Personal information
- Date of birth: 24 October 1980 (age 45)
- Place of birth: Willich, West Germany
- Height: 1.95 m (6 ft 5 in)
- Position: Goalkeeper

Team information
- Current team: Werder Bremen (Goalkeeping coach)

Youth career
- 0000–1997: Borussia Mönchengladbach
- 1997–1999: KFC Uerdingen 05

Senior career*
- Years: Team / Apps / (Gls)
- 1999–2000: KFC Uerdingen 05 / 34 / (0)
- 2000–2006: VfL Bochum / 24 / (0)
- 2001–2004: → VfL Bochum II / 10 / (0)
- 2005–2006: → Werder Bremen (loan) / 1 / (0)
- 2005–2006: → Werder Bremen II (loan) / 5 / (0)
- 2006–2013: Werder Bremen / 10 / (0)
- 2006–2013: Werder Bremen II / 46 / (0)
- Total:  / 130 / (0)

International career
- Germany U18 / 1 / (0)

Managerial career
- 2013–2014: Werder Bremen II (goalkeeping coach)
- 2013–2014: Germany U16 (goalkeeping coach)
- 2014–2015: Germany U20 (goalkeeping coach)
- 2014–: Werder Bremen (goalkeeping coach)

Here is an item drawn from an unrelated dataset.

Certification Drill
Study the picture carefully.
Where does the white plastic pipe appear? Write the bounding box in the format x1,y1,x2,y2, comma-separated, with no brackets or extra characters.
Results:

= Christian Vander (footballer) =

German footballer

Christian Vander (born 24 October 1980) is a German former professional footballer who played as a goalkeeper. He was the second-choice goalkeeper at SV Werder Bremen behind Tim Wiese after the departure of veteran Andreas Reinke. Before joining Bremen in August 2005, he played for VfL Bochum and KFC Uerdingen 05. He made his league debut for Uerdingen at the age of 19, playing 90 minutes in a 2. Bundesliga match against SpVgg Unterhaching on 9 May 1999.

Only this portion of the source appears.